The Predictive Index is a science-backed behavioral assessment deployed throughout a career, from application to retirement. Sold as an annual software subscription priced by the number of employees, companies receive a behavioral measurement system. Surveys can be given for new hires, promotions and other HR objectives.
Although PI is implemented worldwide, in a high employment economy such as the United States, PI becomes even more important. Staff One is a certified partner and implements The Predictive Index in Texas, Oklahoma and Arkansas.
These are states with low unemployment and for some professions, result in a competitive market for skilled employees. You can never be too careful about who you hire, especially when an employee’s replacement cost is high. The Predictive Index narrows the applicant pool, but it also aligns employees to your HR goals.
As of December 2016, the working population in Texas was at 4.6 percent unemployment, which is 0.1 percent lower than the national average. Texas is the second most populous state in the nation, and there is a large pool of qualified workers.
Accredited universities are churning out qualified graduates each year. Texas also has a positive migration rate, one of the highest in the nation. Young professionals are arriving to DFW, Austin, Houston and San Antonio in droves. The reason for growth is highly related to a healthy job market. More companies are expanding to Texas, demanding more workers.

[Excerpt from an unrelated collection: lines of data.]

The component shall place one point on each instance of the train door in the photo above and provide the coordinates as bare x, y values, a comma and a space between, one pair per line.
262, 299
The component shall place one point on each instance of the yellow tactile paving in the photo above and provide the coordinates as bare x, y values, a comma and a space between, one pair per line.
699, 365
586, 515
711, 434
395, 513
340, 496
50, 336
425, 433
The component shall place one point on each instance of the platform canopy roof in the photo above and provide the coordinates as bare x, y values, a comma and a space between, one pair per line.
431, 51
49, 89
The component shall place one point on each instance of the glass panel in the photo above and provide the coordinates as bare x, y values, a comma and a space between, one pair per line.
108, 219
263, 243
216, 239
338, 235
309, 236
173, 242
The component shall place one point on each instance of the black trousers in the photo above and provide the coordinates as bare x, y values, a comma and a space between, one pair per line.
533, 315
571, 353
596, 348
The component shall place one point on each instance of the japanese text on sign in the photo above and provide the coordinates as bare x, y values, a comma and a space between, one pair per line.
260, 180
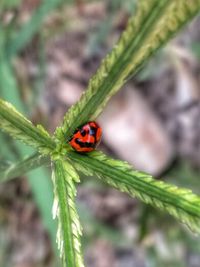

Adopting The Predictive Index allows companies across the state to hire employees more effectively. Qualify candidates by personality and behavior, not just education and work experience. In a job market like Texas, employees with 10 years of experience and an advanced degree are expensive to hire.
By adopting PI, your applicant pool expands to those with the right behavioral traits. Training employees becomes more efficient and less expensive.
Although unemployment in cities such as Tulsa and Oklahoma City are lower, the overall unemployment for Oklahoma is 5.0 percent as of December, 2016. Oklahoma’s job market is less diverse than Texas. Energy, including natural gas, petroleum/oil and wind energy are a significant driver of the economy. With a high number of companies concentrated in several sectors, employee turnover becomes more common. A higher salary and better benefits are readily available for Oklahoma’s top professions.
Adopting The Predictive Index keeps employees engaged and expands responsibilities for those that are up to par. Understanding employee strengths and weaknesses lowers turnover and saves money in the long run.
Lower than both Oklahoma and Texas, Arkansas boasts an unemployment rate of just 3.9 percent, as of December 2016. In certain cities, such as Little Rock, that rate is even lower. in addition to high employment, Arkansas has a much lower migration rate. This creates a job market with a limited applicant pool.
The economy in Arkansas is dominated by Wal-Mart, Tyson Foods and agriculture conglomerates. Whether you are a large corporation or a small business, The Predictive Index aligns employee skills to business goals. For small companies, this means finding a valuable team member that can wear many hats. For a large corporation, it means hiring an employee and effectively promoting up the management chain.